Homogeneous Ensemble learning, implementing Hoeffding Trees (Random Forest) under Concept Drift Conditions
Notes:
/** How many Hoeffding Trees we have in our Ensemble **/
int number_of_hoeffding_trees = Integer.parseInt(params.get("number_of_HT"));
/** Combination function can take 3 values.
* 1 => Majority Voting
* 2 => Weighted Voting with threshold-θ => ε (0,1)
* 3 => Weighted Voting with top-k => ε (1,number_of_hoeffding_trees).
**/
int combination_function = Integer.parseInt(params.get("combination_function"));
/* Given combination_function = 2, weighted voting option can take 2 values. 1 => threshold-θ, 2 => top-k */
int weighted_voting_option = Integer.parseInt(params.get("weighted_voting_option"));
/** Age_of_maturity indicates after how many instances seen, we will start accepting testing instances.

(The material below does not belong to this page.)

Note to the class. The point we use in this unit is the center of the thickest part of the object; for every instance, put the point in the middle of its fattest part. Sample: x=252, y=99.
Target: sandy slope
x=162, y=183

* Aka how long our model is in a stable phase.
**/
int age_of_maturity = Integer.parseInt(params.get("age_of_maturity"));
/* Drift Detection Method used
* If drift_detection_method_id = 0 then No Concept Drift
* If drift_detection_method_id = 1 then DDM
* If drift_detection_method_id = 2 then EDDM
*/
int drift_detection_method_id = Integer.parseInt(params.get("drift_detection_method_id"));
@info: Reading from Kafka Source the input stream. For more information: https://ci.apache.org/projects/flink/flink-docs-release-1.10/dev/connectors/kafka.html
@param input_stream:
The input stream is structured as follows (field_1,...,field_n,true_label,purpose_id, instance_id). The number of fields in a particular has to be the same across the input data and it is irrelevant to the Population Function. But, the number of times each incoming instance will be populated is user-defined and therefore the program has to work with any value.
Print the execution Plan: https://flink.apache.org/visualizer/